We didn’t want to be constrained by simply thinking about new residents. We wanted to imagine a range of people that would use and interact with the new spaces and buildings, so that we could shape the proposition and explain the story of the proposals. The best places in our cities allow you to spend time in them for free and our design very much looked to provide a hard and soft landscape that all people could enjoy. So, to respond to this philosophy we considered people that might visit the site, be drawn to the new landscape, choose to live there, work in the area or use the new facilities. We wanted to consider different cultures, ages and backgrounds to properly represent the population of Brent, one of London’s most diverse boroughs.
We needed time on the ground. Being local allowed us to cover the tarmac, cross and circumvent the area, sit in local cafés to people-watch, drag our complaining children around at the weekends and observe the theatre of life play out. We questioned workspace specialist Andrew Sissons from AND London as to who worked here now and who formed the pent-up demand for workspace, and we absorbed the views and stories of local people reached by zoom sessions, letter drops and the project website during the heights of lockdown. This gave us a deeper understanding of local nuances with which to inform our bespoke strategy moving forward.
Finding the right ‘voice’
In a world of ever-impressive technology, computer visualisations and the blurring of reality, we wanted to find a way to tell the story of people, in a way that engaged people. As passionate hand drawers, it’s always exciting to commission artists but we had a hunch that this wasn’t a job for our regular stable of architectural illustrators. Instead, we needed the focus to be on people and their interaction. We knew of the work of Holly Le Var and instantly connected with her friendly, accessible style and the compassion evident in her work. Her role as a tutor at Central St Martin’s would also help; we were learning as we went.

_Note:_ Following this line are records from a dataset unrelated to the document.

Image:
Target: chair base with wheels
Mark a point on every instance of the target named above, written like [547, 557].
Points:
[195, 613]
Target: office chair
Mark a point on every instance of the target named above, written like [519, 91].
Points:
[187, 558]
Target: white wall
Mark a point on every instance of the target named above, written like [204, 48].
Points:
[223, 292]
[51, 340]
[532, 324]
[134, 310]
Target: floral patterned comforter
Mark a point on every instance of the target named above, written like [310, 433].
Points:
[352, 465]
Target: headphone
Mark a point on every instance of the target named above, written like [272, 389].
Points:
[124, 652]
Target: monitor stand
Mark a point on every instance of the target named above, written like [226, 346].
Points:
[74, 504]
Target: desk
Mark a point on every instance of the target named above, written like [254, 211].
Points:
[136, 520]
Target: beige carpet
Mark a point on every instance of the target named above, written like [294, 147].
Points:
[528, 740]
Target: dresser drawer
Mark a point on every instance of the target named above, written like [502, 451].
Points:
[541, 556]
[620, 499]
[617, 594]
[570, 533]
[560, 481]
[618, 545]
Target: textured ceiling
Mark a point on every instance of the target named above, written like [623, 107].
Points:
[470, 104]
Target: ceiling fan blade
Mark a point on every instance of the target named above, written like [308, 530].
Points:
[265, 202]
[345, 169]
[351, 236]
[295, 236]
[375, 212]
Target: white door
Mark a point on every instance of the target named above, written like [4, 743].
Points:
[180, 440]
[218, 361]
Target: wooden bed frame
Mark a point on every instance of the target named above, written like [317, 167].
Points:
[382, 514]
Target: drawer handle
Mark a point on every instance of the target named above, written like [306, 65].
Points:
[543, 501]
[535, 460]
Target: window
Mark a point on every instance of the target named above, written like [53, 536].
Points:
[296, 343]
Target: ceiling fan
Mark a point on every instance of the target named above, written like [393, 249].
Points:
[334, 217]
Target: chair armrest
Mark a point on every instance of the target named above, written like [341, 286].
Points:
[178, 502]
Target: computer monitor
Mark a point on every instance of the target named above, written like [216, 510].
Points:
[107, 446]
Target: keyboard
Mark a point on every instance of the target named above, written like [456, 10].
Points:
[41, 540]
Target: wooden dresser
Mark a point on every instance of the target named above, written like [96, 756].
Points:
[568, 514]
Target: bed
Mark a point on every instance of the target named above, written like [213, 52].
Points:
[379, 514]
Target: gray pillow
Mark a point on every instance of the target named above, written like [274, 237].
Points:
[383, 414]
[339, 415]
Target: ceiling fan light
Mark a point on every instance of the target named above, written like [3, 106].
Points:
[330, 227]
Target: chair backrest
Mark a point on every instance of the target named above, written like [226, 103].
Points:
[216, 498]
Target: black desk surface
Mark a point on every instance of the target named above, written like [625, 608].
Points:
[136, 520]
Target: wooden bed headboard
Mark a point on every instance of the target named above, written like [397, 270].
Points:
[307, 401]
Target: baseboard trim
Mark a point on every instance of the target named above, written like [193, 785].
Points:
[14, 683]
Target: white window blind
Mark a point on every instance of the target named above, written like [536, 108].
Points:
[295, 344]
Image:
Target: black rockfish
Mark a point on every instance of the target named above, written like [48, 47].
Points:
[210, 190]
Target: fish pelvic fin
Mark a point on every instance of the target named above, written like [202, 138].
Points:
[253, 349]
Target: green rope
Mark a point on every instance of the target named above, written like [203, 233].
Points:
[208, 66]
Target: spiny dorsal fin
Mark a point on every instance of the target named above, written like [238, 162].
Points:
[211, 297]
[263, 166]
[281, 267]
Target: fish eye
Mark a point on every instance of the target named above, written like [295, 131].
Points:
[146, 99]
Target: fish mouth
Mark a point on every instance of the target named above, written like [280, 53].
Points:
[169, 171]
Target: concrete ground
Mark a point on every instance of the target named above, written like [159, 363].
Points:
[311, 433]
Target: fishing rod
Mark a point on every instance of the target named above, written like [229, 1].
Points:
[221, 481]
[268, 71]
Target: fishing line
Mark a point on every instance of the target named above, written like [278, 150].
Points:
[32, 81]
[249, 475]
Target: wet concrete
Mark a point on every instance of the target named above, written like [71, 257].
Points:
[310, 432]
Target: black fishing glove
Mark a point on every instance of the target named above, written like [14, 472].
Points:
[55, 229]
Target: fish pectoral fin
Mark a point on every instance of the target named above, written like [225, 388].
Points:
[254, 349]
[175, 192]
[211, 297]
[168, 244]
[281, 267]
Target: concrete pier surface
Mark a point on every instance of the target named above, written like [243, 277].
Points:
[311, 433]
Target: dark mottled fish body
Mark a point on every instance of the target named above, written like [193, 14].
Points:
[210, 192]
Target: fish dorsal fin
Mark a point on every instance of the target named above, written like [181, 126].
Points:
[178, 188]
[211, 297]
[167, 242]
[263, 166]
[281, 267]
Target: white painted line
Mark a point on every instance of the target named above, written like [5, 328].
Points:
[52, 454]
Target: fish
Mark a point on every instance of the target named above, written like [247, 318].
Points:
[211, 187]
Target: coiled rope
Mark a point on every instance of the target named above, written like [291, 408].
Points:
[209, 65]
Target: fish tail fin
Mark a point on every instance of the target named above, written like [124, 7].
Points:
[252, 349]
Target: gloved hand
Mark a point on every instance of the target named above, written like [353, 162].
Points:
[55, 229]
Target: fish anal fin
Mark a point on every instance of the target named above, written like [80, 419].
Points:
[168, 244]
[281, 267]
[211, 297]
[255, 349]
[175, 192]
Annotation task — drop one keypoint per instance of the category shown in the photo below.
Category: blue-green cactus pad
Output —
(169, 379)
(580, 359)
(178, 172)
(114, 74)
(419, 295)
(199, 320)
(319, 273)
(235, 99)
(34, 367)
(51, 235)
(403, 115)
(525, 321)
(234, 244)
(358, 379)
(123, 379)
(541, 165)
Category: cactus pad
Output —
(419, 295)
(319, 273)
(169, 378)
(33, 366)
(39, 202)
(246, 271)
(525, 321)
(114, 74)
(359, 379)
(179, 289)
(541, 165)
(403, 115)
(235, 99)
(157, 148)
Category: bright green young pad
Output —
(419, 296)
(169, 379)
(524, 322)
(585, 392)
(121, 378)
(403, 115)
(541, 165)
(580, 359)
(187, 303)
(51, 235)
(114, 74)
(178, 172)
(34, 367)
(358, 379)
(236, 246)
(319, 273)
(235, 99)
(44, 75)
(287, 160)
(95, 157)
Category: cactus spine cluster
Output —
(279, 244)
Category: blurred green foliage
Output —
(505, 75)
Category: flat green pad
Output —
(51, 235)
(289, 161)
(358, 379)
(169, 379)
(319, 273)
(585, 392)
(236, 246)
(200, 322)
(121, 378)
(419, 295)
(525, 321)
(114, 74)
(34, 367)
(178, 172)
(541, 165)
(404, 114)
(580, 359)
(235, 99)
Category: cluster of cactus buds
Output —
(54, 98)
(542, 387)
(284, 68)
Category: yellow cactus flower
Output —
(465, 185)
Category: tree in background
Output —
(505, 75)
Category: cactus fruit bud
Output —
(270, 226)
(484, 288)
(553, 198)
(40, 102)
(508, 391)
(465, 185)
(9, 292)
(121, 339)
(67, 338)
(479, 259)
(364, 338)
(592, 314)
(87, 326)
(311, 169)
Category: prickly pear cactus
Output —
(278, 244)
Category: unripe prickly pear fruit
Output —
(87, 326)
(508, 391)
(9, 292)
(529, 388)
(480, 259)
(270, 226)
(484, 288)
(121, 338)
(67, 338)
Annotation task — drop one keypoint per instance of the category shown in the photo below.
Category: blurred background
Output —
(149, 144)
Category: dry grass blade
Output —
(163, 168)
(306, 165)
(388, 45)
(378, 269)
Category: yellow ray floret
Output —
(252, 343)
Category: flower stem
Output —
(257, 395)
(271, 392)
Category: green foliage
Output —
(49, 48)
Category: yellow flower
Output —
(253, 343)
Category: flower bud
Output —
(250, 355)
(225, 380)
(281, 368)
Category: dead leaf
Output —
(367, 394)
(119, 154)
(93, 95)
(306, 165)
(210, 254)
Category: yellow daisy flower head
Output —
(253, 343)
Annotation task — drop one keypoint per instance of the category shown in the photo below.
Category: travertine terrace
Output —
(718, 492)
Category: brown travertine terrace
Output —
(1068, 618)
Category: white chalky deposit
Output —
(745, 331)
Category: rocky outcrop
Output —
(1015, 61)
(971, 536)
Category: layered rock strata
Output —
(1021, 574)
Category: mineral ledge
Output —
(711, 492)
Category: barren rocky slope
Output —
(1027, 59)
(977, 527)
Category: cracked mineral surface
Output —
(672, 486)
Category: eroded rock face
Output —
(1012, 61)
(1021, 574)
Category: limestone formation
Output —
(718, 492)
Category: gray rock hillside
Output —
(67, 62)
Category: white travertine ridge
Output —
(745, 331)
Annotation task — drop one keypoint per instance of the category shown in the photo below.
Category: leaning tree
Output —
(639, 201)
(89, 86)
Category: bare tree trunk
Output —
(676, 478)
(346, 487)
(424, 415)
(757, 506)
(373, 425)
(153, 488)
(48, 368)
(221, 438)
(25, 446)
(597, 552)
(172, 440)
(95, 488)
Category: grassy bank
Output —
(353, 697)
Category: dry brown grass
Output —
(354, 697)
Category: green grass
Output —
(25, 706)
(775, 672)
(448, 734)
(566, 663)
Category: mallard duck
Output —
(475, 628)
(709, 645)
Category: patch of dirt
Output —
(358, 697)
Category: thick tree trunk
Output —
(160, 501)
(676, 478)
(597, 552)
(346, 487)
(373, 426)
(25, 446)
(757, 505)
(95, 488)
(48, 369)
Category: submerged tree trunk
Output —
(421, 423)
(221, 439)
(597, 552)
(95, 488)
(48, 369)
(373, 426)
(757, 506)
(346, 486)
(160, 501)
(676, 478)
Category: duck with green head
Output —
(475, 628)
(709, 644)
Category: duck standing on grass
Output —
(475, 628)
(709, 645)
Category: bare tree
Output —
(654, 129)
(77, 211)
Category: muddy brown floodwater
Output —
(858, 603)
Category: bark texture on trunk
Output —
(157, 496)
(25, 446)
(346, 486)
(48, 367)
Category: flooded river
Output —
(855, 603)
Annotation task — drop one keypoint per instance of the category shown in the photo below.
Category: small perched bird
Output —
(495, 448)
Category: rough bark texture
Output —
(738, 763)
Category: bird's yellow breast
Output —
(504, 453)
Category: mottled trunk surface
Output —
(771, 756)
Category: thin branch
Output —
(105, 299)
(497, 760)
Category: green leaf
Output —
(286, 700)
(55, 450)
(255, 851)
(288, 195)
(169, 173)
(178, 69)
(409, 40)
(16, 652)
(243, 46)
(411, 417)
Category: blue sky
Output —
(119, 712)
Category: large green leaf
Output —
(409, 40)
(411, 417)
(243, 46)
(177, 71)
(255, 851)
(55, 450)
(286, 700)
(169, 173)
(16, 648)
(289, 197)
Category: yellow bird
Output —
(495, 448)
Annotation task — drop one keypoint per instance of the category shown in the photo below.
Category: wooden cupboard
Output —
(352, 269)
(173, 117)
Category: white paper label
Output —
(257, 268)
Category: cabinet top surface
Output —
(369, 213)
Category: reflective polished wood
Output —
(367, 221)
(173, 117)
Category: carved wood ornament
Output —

Holly proved to be as engaging as her drawings and our first video conference proved a meeting of minds. As two groups of visual people, we knew that emails wouldn’t suffice so we’d prepared a virtual whiteboard on Conceptboard, on which we crammed lots of content to help Holly become familiar with the proposals and to assist in brainstorming ideas which enabled meaningful and instant feedback. “Being fully briefed on the context and location, alongside being provided with Computer Generated Images (CGIs) and plans, assisted massively with my ability to understand the tone of the Wembley Scheme” she reflects.